Estamos perplejos y ahora comenzamos a entender que esta misma perplejidad nos trajo hasta acá. A fuerza de querer resolver nuestro problema económico dimos con inventar un nuevo problema, Javier Milei, cuya complejidad —por si al drama le faltaba paradoja— reside en su trasparencia. Milei es lo que se ve: trauma familiar, zoofilia canina, sesgo doctrinal, algo de judaísmo wiki, brusco tránsito de la televisión a la política, cóleras repentinas, estigmatizaciones rápidas, brotes mesiánicos. Los memes que lo ridiculizan no son broma. Tiene habilidades de mago: muestra sin que podamos ver; ínfulas de profeta: anuncia lo que aún no se comprende; y aires de virrey: gobierna a destajo y con mano dura. Para quien mira todo a través de un cristal azul no es raro que el mundo sea azulado; Milei mira todo desde la Escuela Austríaca y agota el problema argentino en el diseño de un individualismo metódico. No es broma. No es que mira con un solo ojo; mira siempre en un solo sentido. Todo lo que ve es lo único que ver. Decir que el presidente está ciego ya no es una metáfora.

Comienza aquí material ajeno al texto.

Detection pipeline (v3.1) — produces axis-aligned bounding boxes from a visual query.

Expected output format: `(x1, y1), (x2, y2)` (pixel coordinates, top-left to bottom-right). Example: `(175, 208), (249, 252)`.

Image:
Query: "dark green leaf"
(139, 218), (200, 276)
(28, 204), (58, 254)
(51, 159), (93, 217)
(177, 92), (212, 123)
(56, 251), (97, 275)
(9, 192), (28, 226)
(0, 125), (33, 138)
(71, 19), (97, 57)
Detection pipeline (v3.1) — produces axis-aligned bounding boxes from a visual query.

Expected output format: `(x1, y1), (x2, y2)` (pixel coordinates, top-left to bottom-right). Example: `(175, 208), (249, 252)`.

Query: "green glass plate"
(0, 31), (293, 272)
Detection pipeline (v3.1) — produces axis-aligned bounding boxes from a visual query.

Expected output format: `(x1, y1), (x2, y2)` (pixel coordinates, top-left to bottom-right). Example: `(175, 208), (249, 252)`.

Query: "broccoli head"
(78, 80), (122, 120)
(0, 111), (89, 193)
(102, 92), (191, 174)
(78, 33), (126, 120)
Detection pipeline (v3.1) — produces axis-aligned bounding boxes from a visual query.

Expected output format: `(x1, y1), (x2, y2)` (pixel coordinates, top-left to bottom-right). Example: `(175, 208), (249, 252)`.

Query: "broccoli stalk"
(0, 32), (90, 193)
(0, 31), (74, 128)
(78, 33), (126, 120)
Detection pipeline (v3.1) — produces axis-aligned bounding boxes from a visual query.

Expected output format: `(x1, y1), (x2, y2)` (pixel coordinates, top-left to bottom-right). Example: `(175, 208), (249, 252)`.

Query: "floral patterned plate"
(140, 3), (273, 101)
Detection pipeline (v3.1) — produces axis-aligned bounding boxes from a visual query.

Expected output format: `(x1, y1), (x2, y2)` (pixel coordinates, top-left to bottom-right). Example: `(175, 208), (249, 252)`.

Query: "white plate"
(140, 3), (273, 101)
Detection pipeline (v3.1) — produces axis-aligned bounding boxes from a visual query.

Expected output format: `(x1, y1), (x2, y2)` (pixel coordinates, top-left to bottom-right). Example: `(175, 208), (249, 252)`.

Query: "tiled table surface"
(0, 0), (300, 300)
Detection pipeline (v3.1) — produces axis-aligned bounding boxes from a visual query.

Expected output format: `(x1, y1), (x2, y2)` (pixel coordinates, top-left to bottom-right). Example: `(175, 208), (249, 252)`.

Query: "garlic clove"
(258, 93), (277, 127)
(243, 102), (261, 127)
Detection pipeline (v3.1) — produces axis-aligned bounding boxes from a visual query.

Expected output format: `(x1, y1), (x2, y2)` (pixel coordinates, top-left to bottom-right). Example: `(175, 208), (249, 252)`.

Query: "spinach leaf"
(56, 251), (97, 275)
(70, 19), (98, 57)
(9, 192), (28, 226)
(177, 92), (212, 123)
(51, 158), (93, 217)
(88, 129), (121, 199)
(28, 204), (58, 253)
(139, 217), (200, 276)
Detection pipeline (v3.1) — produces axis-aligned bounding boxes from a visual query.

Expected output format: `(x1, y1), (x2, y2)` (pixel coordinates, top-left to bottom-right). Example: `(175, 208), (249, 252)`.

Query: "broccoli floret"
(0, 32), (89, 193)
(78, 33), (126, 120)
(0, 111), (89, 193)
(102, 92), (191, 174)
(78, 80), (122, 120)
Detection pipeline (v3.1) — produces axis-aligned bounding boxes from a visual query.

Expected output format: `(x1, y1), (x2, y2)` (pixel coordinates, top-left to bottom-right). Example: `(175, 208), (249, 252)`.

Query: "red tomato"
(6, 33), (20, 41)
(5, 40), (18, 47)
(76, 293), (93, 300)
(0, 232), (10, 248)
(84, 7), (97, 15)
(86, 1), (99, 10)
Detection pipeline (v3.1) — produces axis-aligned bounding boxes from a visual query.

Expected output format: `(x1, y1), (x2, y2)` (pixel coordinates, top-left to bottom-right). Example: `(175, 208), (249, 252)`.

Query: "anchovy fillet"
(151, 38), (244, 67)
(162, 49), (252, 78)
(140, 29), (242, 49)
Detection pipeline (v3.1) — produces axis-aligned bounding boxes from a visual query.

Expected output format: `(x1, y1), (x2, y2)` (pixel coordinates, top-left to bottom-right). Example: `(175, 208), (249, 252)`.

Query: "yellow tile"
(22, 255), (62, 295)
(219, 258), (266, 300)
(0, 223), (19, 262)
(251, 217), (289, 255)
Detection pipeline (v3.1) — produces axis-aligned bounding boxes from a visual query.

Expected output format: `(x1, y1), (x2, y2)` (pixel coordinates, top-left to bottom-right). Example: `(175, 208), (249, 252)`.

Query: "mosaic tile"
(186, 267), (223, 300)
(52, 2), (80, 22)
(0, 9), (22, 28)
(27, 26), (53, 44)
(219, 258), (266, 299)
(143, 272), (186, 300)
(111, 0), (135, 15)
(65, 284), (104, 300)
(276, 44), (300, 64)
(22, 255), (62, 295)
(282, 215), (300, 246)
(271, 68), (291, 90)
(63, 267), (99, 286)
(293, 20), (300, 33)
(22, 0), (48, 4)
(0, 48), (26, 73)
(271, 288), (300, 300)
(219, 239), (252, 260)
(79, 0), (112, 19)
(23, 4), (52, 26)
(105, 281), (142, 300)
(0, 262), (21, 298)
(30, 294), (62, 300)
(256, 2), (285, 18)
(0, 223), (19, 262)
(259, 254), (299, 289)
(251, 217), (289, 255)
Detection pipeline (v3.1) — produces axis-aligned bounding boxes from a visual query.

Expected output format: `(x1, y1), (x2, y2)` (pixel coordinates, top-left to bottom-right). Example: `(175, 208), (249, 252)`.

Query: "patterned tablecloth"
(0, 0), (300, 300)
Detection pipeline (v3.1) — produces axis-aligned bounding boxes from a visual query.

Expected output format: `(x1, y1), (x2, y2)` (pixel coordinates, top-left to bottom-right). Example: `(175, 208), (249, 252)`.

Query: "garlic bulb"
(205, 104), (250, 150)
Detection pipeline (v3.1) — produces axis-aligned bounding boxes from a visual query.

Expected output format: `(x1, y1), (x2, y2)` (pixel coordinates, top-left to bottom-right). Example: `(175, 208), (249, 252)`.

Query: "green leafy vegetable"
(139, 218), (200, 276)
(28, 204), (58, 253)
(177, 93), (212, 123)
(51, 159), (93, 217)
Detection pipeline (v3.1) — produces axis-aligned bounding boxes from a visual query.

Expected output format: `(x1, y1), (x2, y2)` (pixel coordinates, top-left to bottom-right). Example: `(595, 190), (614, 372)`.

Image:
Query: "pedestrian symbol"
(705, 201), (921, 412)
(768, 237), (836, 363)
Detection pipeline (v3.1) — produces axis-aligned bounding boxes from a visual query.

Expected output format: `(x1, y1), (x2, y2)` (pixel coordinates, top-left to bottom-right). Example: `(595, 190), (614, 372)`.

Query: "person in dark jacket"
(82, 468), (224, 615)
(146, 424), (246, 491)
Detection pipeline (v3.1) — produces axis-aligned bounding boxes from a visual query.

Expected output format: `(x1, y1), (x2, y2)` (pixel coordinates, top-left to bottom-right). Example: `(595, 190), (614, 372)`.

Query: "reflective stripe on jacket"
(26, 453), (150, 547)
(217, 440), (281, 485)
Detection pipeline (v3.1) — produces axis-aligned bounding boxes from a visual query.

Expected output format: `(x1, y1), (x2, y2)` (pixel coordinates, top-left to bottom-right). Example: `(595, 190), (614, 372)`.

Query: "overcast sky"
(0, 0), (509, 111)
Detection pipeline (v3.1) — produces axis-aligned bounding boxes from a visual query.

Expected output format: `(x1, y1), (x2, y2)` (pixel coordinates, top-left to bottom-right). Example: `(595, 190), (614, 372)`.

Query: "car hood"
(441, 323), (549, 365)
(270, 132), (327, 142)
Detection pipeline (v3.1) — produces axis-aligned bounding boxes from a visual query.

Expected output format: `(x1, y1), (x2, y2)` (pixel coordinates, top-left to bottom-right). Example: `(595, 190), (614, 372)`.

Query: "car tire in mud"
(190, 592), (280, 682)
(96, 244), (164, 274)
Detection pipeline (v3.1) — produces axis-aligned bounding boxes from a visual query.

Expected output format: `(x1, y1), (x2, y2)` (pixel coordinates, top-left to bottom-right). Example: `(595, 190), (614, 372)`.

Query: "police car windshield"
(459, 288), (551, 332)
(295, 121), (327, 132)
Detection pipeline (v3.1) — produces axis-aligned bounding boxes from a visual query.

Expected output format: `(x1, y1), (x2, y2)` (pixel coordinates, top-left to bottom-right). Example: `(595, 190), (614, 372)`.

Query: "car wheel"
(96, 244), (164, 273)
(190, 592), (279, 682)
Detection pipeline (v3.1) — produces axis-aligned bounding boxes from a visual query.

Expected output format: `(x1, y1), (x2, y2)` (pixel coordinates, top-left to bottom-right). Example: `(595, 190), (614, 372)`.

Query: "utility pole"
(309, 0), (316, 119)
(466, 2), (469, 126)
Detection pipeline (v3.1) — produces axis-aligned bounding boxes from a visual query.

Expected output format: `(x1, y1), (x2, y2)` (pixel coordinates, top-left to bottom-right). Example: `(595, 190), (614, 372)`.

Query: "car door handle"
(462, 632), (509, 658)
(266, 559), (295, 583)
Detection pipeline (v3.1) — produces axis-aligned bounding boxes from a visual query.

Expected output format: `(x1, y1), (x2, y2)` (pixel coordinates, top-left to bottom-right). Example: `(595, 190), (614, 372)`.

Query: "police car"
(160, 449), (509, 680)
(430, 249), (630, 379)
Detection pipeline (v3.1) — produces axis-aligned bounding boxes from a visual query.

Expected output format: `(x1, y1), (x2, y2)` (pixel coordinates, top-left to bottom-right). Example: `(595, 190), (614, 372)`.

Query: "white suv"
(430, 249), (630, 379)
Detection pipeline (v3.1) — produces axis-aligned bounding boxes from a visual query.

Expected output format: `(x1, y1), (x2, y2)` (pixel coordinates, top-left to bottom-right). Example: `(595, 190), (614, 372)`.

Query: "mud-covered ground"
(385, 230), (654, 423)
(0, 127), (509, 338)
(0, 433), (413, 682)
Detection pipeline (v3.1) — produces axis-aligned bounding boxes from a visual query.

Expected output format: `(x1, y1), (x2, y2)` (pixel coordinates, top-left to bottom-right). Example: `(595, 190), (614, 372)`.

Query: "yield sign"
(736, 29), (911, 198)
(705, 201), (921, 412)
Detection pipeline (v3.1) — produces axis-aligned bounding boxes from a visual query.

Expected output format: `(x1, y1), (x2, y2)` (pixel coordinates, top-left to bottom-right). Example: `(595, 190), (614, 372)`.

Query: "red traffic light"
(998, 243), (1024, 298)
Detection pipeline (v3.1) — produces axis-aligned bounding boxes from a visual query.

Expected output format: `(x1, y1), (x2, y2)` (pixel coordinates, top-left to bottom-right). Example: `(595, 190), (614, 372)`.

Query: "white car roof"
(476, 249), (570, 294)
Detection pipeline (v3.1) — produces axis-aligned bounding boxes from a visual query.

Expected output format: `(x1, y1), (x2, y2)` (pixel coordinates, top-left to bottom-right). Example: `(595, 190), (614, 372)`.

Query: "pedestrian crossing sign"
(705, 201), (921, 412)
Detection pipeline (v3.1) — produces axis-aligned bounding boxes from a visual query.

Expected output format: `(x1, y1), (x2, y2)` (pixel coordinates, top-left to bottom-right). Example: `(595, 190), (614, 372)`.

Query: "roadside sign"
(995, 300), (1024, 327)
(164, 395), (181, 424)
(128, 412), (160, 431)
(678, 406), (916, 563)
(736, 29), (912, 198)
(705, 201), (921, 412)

De a poco comenzamos a comprender que el león que rugía no era más que un animal, y ya estamos en condiciones de llamar a las cosas por su nombre; pero lo comprendemos recién ahora que la realidad adquiere el ligero aspecto del surrealismo. Las calles se empiezan a poblar de sonámbulos, hay gritos en los merenderos y las escuelas de los barrios populosos se rinden a un naturalismo radical: sálvese quien pueda. Ya se han desatado las fuerzas del cielo. Argentina entró en una etapa donde su Estado se remata en una mesa de dinero. Si el problema era de índole moral, ¿por qué corregirlo a fuerza de una jerga financiera? Eso es parte de nuestra perplejidad. Los remedios no coinciden con los malestares. Se desató una tormenta y nos aprovisionamos de machetes y motosierras. Nos vamos a mojar. Concedimos a Milei la misión de hacernos libres, pero ahora dimos en la cuenta de que nos puso a la venta. ¿Sabrá el secreto vínculo que existe entre libertad y Estado? No basta, para refutar este vínculo, acusar a Sócrates o Hobbes de ser parte de una casta.

Donde en Deuteronomio se afirma que el judío fue el pueblo elegido, Spinoza explicó que se refería únicamente a que era el pueblo que mejor había constituido su Estado. El pasado mes de febrero, Milei visitó Jerusalén y se emocionó ante el Muro de los Lamentos. ¿Le avisaron que se trataba del último vestigio de la fastuosa remodelación del Templo, construido por el antiguo Estado, solventado con dineros públicos? ¿Lo sabía muy bien, en cambio, y en verdad lloraba al recordar su destrucción? Aquel Templo tenía —como todo templo— mercaderes que lo profanaron, intrusos y malversadores fiduciarios. Nada de eso justifica su destrucción. En nombre de un pecador no se invalida una iglesia, así sea sacra o laica. Decir que el Estado es una organización criminal es despreciar la historia de Atenas y de Roma, también la de Moscú y de Jerusalén. Los nombres de esas ciudades son símbolos; la humanidad pervive a través de esos símbolos. Si el Estado argentino entra finalmente en su disolución —éxtasis al que aspira un anarquista— tendremos que prepararnos para resurgir de sus ruinas. Esas ruinas, que ya empezamos a pisar, deberán ser los escombros de una nueva muralla más vital y duradera, que en otro futuro —no importa que tan atroz o inhóspito— impida que algún otro profeta repentino venga a ensayar sus alucinaciones.

 

Alfredo Alfon *Escritor y ensayista.